In the event that you are involved in an accident, your car
is damaged by a storm, or even if your car is stolen, traditional auto
insurance can help you cover the costs associated with these mishaps. However,
what happens if your car breaks down on the side of the road? Unfortunately, if your automobile is no
longer under warranty, you may be left to cover these expenses on your own
unless you’ve purchased mechanical breakdown insurance.
What Is It?
Mechanical breakdown insurance is purchased separately from
your traditional auto insurance. There are several different types of entities
that offer it, including car insurance companies, third party entities, automobile
dealers and even the financial institution through which you financed your
loan. For all of these companies, and for you, it is often in your best
interest to purchase this insurance because it negates the possibility that you
will stop making payments simply because you’re unable to drive your automobile
due to a blown engine or failed transmission.
What It Does
There are a few things that you should be sure to understand
before you purchase mechanical breakdown insurance. First and foremost, it won’t
cover normal wear and tear on your vehicle. Similarly, the company providing
the insurance may want you to prove that you’ve kept up with regular
maintenance, so hanging onto those oil change and tire rotation receipts might
not be a bad idea. Finally, keep in mind that there are different levels of
coverage that can be purchased. A bare minimum plan may only cover certain
essential parts, but a full-coverage plan may pay for any repair at all –
including failure of the motor or transmission. Some policies even pay for
towing, lock-outs and roadside assistance, too.
Factors Affecting
Cost
With so many different options out there and so many types
of vehicles on the road, pinpointing an average cost is difficult. These policies
run anywhere from hundreds to thousands of dollars annually depending upon the
age of your vehicle, the number of miles put on it, and the level of coverage
you select. All in all, if you have a newer car that is driven fewer than 200
or 300 miles a month, you’ll get a better rate than someone who has an older
car that is driven thousands of miles per month.
Does It Affect Auto
Insurance Costs?
Perhaps the greatest thing about mechanical breakdown
insurance is that filing a claim will not affect either the premium for the
breakdown insurance or the premium for your standard automobile insurance.

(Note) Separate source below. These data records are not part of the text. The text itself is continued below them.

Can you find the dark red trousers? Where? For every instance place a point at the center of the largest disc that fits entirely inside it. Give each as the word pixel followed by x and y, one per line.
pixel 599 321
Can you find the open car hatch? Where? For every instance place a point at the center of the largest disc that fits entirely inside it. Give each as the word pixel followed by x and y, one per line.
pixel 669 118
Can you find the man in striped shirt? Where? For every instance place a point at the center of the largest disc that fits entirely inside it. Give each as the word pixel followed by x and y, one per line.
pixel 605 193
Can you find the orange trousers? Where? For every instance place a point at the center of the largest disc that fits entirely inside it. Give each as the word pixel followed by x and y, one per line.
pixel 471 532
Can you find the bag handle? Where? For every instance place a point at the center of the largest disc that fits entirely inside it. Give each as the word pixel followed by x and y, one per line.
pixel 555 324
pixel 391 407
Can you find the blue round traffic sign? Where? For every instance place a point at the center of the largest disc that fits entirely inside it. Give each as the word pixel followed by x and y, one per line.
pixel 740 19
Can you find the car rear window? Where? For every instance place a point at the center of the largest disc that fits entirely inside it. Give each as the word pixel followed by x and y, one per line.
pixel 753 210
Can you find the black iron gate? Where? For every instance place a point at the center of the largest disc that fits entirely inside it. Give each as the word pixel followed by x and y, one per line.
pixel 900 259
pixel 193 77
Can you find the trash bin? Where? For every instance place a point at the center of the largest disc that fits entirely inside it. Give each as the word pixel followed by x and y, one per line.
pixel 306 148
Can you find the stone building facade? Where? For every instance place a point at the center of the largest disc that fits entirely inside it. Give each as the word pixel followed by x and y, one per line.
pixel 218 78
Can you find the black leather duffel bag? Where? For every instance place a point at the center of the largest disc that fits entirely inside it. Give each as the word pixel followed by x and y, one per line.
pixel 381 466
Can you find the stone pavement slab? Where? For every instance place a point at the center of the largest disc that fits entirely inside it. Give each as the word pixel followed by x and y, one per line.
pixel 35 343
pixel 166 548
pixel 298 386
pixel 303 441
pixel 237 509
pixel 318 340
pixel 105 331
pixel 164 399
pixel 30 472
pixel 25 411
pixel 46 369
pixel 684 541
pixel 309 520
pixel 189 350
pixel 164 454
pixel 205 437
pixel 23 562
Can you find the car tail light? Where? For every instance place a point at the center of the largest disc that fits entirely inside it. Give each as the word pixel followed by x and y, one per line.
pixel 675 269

However, if necessary repairs are due to an accident, these claims must be filed
with your insurance provider and not as a mechanical breakdown. In fact, some
auto insurance providers may even provide discounts to those who have this
coverage because your automobile is safer for you and for others if it is kept
in good working order.
If you are considering mechanical breakdown insurance, be
sure to compare it to your warranty if it hasn’t expired, find out what repairs
are covered and which are excluded, and also make sure that the policy covers
the mechanics you trust to repair your vehicles.